Dated: September 30, 2010 -2-

DONOFRIO, J.

{¶1} Defendant-appellant, Sebastian Billman, appeals from a Monroe County Common Pleas Court decision convicting him of felony failure to comply with an order or signal of a police officer. {¶2} On October 4, 2008, Ohio State Highway Patrol Trooper Brian McFarland was traveling northbound on State Route 145 when he observed appellant traveling southbound at an excessive rate of speed. The trooper's radar measured appellant's oncoming speed at between 80 and 81 miles per hour. While still about 100 to 200 feet in front of appellant, Trooper McFarland activated his overhead lights and extended his left arm outside the window to signal appellant to pull over. Despite seeing the flashing lights and making eye contact with the trooper, appellant passed by Trooper McFarland without stopping. Appellant admitted he did not stop the car because he was trying to avoid the trooper. Accelerating to 85 miles per hour, appellant continued southbound for about another half mile before losing control of his vehicle at an intersection and striking a stopped car causing over $1,000 worth of damage. Appellant told the owner of the other car that an officer was chasing him. {¶3} When Trooper McFarland arrived at the accident scene, he charged appellant with failure to comply with an order or signal of a police officer, a first- degree misdemeanor violation of R.C. 2921.331(A). {¶4} Subsequently, a grand jury indicted appellant with a violation of R.C. 2921.331(B), a third-degree felony because it alleged that appellant caused a substantial risk of serious physical harm to persons or property while fleeing or eluding the police. {¶5} After a bench trial, the trial court found appellant guilty as charged. The court later sentenced appellant to three years of community control, a three-year driver's license suspension, and a $300 fine. Appellant filed a timely notice of appeal on November 25, 2009. -3-

{¶6} Appellant raises a single assignment of error, which states: {¶7} “THE TRIAL COURT AS THE TRIER OF FACT ERRED IN FINDING THE APPELLANT GUILTY OF VIOLATING OHIO REVISED CODE §2921.331(B) AS A FELONY OF THE THIRD DEGREE, RATHER THAN A MISDEMEANOR, WHERE THAT FINDING IS NOT SUPPORTED BY THE WEIGHT OF THE EVIDENCE.” {¶8} Appellant admits the violation here, but contends the felony conviction is against the manifest weight of the evidence. He argues that his misconduct did not rise to the felony level and he should have only been convicted of a misdemeanor. {¶9} In support of this position, appellant urges this court to consider the testimony of Carol Prout, whose car appellant crashed into, who voiced her surprise at the felony charge since there were no injuries. Appellant also relies on Trooper McFarland's opinion that appellant's misconduct did not rise to the level of a felony. Trooper McFarland's opinion was based on the Highway Patrol policy that officers should not charge someone with felony fleeing and eluding unless the officer is directly behind the vehicle in pursuit.
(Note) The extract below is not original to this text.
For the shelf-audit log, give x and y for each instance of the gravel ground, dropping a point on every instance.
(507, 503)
Appellant contends that because Highway Patrol policy dictates that a pursuit is necessary for a felony charge and because there was no pursuit, the trial court erred in convicting him of a felony. {¶10} Appellant then refers to the factors listed in R.C. 2921.331(C)(5)(b), which are used for consideration in sentencing, and include such things as the duration and distance of the pursuit, the offender’s rate of speed, whether the offender failed to stop for traffic lights, and whether the offender committed a moving violation during the pursuit. Appellant points out that none of the pursuit-based sentencing factors from R.C. 2921.331(C)(5)(b) were present in this case. {¶11} In addition, appellant points out that plaintiff-appellee, the State of Ohio, offered no evidence to establish his speed at the time of the crash. Appellant contends that by not providing evidence of his vehicle's speed at the time of the crash, the State failed to prove beyond a reasonable doubt that he caused any substantial risk of serious physical harm. Appellant also refers to the accumulation of -4-

gravel on the road to imply a reasonable doubt regarding whether or not the crash was the result of any substantial risk of serious physical harm caused by appellant fleeing from police. {¶12} In determining whether a verdict is against the manifest weight of the evidence, an appellate court must review the entire record, weigh the evidence and all reasonable inferences and determine whether, in resolving conflicts in the evidence, the jury clearly lost its way and created such a manifest miscarriage of justice that the conviction must be reversed and a new trial ordered. State v. Thompkins (1997), 78 Ohio St.3d 380, 387. “Weight of the evidence concerns ‘the inclination of the greater amount of credible evidence, offered in a trial, to support one side of the issue rather than the other.’” Id. (Emphasis sic.) In making its determination, a reviewing court is not required to view the evidence in a light most favorable to the prosecution but may consider and weigh all of the evidence produced at trial. Id. at 390. {¶13} Still, determinations of witness credibility, conflicting testimony, and evidence weight are primarily for the trier of the facts. State v. DeHass (1967), 10 Ohio St.2d 230, paragraph one of the syllabus. {¶14} A reviewing court will not reverse a judgment as being against the manifest weight of the evidence in a bench trial where the trial court could reasonably conclude from substantial evidence that the state has proved the offense beyond a reasonable doubt. State v. Eskridge (1988), 38 Ohio St.3d 56, 59. Unlike a manifest weight challenge to a conviction resulting from a jury verdict, which requires a unanimous concurrence of all three appellate judges to reverse, a manifest weight challenge to a conviction resulting from a bench trial requires only a majority concurrence to reverse. Struthers v. Williams, 7th Dist. No. 07-MA-55, 2008-Ohio- 6637, at ¶10. {¶15} The court convicted appellant of violating R.C. 2921.331(B), which provides: “No person shall operate a motor vehicle so as willfully to elude or flee a police officer after receiving a visible or audible signal from a police officer to bring -5-

the person's motor vehicle to a stop.” The offense was a third-degree felony because the operation of the motor vehicle caused a “substantial risk of serious physical harm to persons or property.” R.C. 2921.331(C)(5)(a)(ii). {¶16} A “substantial risk” is “a strong possibility, as contrasted with a remote or significant possibility, that a certain result may occur or that certain circumstances may exist.” R.C. 2901.01(A)(8).